Still, it was happy dancing time around here this week as The Daughter ("kneebiter the last") finally started back to pre-school for the year. I knew that this summer was going to be a fully loaded bear and a half, but somehow even with that understanding I still underestimated just how insane the distractions would be this year. I won't go into all the ridiculous detail, but let's just say that "precious little serious writing was accomplished these past few months."
This is not to say that i was totally unproductive on the old career front. Somehow I managed to visit LA not once but twice and made some cool connections during those trips, and even had some preliminary meetings with producers and folks of relevance.

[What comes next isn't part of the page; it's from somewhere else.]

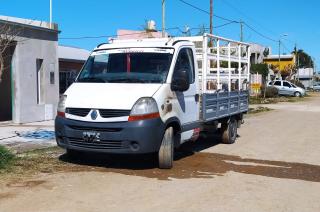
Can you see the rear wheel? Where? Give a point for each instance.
(229, 131)
(166, 152)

But at the end of the day, it's about the words, baybee, and since school let out in May I just ain't been putting enough of them down on paper.
On screen. Whatever.
But now a new day has dawned, and three days a week I again find myself able to do one of my favorite things in the world: lock the door, turn off the phone, slap on the headphones and disappear into Story World. This week I finally finally (FINALLY!) was able to bring all guns to bear on the structural problems in the long-stalled RomCom. I'd already found a big piece of the puzzle last week (thanks, J.O.), but thanks to a few days dedicated to squeezing my brain until Thought Juice dripped out, I found a few more loose wires and misconnected pieces in there. Now that those problems are identified and straightened out, a fairly straightforward and "simple" completion of the draft in the next week or so seems possible.
MEANWHILE, I got word a few weeks ago that QUEEN OF THE SKY, my based-upon-fact WW2 war drama, had managed a Top 10% finish in this year's Nicholl Fellowship. No, that's not nearly so nauseatingly cool as a Semifinalist letter (like Scott the WRITER managed—go get 'em, kid), but still, given that I fully admit that the script has an annoying flaw in its last act structure—one which I continue to bang my head against the wall to try and solve—I'm pretty proud of the showing. Parts of that script rank among the strongest writing I've done, and I am defiantly proud of most of the script. if I can just figure a solution for that damned last act hiccup, and then find someone willing to throw a big huge pile of money toward the production of a period war drama featuring a female lead in a non-triumphant role, all will be just hunky dory.
Plus, in the "Always Cool To Note" Department, I've got all sorts of odd ideas and inspirations swirling around like moths around a vapor lamp. I have the big list of already-logged ideas and dream projects, and then a few more have swirled into the fringes of my consciousness of late as well, including a potentially cool idea to give commercial and dramatic appeal to a project I have long wanted to try.
And then there's the weird Spaghetti Western idea which got tossed back into the freezer but which I STILL want and intend to work on just as soon as I clear some space on the work deck, and then there's the wild collegiate comedy project that I've been threatening to try for twenty years, and of course there's the long overdue page one rewrite of my old goofy newsroom comedy... and I'm too damned pugnacious and relentless to fully abandon the partner-written adventure/romcom, as I still feel there's just too much cool stuff there to walk away without making at least one more effort to find the project some sort of home...
And now—at long last—I find that for at least three golden shining wonderous days a week, I again have opportunity to actually wrestle these 'gators into submission.
March or die, soldier. There'll be time for rest in the grave.